The churches, are, as usual, splendid specimens of gorgeous altars, (with their ponderous candelabra and Madonnas in embroidered petticoats,) solemn aisles, marble columns, painted ceilings, Flemish pictures and carved pulpits, so flowing and graceful in their execution, that they look as if the Van Hools and Van Bruggens of former times, possessed some secret for fusing the knotted oak and pouring it into moulds to form their statues and their wreathes of flowers. Their Pulpits are, in reality, one of the wonders of the Netherlands, they are of immense dimensions, some of them reaching almost as high as the gothic arches which separate the nave from the side aisles. The lower department usually represents some appropriate scene from the events of sacred history, the expulsion of Adam and Eve from Paradise, Elijah fed by ravens, the conversion of St. Paul, with the frightened horse most vigorously introduced, or Christ calling Peter and Andrew, who are represented in their boat by the sea-shore, with their nets and fish, all exquisite specimens of the art; and, occasionally, the designs are allegorical, with figures of Time, Truth and Christianity.
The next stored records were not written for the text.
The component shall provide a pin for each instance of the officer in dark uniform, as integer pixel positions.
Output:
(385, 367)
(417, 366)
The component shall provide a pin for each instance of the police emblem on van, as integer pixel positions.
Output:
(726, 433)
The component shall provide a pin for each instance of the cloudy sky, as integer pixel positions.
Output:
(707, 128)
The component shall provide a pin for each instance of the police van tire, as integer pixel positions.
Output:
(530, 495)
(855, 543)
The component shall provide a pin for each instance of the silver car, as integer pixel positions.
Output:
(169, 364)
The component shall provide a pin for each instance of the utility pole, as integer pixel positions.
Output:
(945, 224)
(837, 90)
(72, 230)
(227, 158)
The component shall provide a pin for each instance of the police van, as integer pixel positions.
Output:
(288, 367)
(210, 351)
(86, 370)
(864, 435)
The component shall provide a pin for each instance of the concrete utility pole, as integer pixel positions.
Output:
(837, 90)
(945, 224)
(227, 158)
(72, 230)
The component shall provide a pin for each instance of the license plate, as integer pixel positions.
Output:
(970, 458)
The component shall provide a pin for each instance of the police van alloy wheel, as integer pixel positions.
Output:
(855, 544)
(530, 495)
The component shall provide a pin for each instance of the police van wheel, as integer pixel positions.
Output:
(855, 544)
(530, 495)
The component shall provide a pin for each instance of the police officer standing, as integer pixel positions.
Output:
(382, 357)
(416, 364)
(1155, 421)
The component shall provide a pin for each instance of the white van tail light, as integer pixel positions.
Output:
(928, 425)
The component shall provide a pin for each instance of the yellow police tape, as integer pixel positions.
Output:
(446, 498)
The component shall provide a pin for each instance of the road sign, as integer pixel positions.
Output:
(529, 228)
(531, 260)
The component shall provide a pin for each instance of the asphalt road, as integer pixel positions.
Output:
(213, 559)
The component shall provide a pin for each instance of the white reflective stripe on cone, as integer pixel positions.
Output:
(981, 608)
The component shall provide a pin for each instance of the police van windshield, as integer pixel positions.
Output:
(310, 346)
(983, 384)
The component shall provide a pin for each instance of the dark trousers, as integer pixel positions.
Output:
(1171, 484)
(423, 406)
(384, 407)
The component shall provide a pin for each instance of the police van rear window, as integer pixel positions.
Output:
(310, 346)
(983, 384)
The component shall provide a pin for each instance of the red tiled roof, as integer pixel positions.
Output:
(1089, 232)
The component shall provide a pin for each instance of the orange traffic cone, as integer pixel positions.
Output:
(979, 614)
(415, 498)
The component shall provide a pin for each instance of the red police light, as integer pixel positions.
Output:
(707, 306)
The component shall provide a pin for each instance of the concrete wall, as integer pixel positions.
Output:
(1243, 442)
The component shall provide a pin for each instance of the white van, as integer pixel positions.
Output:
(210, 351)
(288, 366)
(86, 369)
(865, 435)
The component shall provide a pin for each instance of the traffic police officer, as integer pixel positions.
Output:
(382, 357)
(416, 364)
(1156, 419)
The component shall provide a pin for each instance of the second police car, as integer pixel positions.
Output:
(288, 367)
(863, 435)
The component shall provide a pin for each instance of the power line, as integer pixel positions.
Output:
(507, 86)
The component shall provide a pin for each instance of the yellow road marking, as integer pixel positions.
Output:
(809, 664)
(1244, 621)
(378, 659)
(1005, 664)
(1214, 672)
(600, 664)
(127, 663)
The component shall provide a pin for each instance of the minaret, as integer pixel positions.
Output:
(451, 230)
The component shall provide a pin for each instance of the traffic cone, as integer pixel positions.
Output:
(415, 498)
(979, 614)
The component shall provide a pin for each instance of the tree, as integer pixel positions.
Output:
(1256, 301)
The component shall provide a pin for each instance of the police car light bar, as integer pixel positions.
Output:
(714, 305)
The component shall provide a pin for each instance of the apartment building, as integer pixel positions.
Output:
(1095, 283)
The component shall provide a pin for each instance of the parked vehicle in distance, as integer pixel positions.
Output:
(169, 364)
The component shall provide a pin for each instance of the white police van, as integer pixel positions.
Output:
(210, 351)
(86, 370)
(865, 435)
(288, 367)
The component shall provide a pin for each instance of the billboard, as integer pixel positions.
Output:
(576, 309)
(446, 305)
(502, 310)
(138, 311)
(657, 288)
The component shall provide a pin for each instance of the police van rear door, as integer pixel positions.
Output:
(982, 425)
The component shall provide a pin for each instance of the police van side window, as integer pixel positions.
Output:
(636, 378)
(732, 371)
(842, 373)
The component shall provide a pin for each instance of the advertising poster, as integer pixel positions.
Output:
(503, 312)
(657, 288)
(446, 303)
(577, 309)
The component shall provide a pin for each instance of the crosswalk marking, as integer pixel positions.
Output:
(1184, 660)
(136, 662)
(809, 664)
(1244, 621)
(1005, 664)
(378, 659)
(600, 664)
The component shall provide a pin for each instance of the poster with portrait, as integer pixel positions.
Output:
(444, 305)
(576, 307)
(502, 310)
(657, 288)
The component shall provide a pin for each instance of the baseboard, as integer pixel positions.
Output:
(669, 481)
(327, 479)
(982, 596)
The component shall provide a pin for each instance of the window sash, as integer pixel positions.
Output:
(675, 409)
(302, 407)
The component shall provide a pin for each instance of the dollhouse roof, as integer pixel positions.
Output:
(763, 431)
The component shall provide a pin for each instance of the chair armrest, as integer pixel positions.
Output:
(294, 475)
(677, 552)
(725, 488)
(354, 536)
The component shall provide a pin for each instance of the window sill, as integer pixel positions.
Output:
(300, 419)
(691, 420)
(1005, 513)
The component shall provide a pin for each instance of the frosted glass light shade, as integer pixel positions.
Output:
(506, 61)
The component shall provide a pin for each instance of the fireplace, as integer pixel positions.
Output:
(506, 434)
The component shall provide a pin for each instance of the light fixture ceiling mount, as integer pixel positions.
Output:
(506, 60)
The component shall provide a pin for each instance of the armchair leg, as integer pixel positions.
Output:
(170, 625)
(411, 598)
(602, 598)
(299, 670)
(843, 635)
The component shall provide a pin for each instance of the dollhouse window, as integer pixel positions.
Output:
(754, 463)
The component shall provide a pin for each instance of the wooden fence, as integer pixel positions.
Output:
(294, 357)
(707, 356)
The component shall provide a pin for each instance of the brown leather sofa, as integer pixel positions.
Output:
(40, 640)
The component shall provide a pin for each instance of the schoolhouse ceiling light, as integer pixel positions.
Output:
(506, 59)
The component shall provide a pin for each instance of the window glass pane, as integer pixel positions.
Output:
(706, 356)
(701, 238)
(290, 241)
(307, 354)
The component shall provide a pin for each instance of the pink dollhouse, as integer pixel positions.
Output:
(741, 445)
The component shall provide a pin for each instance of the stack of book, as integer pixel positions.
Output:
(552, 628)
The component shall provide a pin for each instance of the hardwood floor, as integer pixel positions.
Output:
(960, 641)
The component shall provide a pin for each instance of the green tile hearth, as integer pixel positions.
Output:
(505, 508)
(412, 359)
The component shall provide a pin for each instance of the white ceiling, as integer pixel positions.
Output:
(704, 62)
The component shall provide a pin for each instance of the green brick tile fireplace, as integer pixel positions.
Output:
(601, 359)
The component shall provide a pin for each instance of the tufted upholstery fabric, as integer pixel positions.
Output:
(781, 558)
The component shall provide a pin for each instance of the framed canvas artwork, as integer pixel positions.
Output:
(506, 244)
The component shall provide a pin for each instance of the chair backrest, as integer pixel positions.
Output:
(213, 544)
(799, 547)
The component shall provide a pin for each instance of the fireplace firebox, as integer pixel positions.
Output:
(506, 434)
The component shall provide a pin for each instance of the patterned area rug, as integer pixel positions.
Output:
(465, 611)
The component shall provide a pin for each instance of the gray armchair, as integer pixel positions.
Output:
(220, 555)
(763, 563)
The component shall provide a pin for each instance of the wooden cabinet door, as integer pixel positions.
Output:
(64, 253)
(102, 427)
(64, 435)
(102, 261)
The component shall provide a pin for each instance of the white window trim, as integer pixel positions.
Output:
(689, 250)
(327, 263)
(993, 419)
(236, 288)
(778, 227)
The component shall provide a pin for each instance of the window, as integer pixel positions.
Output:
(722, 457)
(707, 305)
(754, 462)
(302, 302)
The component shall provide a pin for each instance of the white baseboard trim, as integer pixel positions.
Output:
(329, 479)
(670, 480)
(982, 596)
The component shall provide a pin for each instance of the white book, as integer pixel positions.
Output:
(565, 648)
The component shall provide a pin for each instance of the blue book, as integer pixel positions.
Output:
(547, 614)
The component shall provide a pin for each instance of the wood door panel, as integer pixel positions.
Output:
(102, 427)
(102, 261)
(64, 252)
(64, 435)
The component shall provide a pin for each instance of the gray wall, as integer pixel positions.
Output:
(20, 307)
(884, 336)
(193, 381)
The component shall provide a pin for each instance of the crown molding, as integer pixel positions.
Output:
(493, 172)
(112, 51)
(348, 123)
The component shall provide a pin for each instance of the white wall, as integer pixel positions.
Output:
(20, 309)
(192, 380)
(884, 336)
Above these, usually rises a rock, or a mass of foliage and flowers, on which are perched birds and other accompaniments, and on this rests the shell of the pulpit, the whole is then surmounted, either by a canopy sustained by angels and cherubims, or by the spreading branches of a palm tree, so arranged as to overshadow the whole. Almost every great church and cathedral in Belgium contains one of these unique productions of an art which is now almost extinct, or, at least, possessed of no practitioners at all qualified to cope in excellence with these ancient masters. The confessionals, altars and organs are likewise elaborately covered with these almost unique decorations, and even the doors and windows sometimes exhibit specimens of extraordinary beauty and value.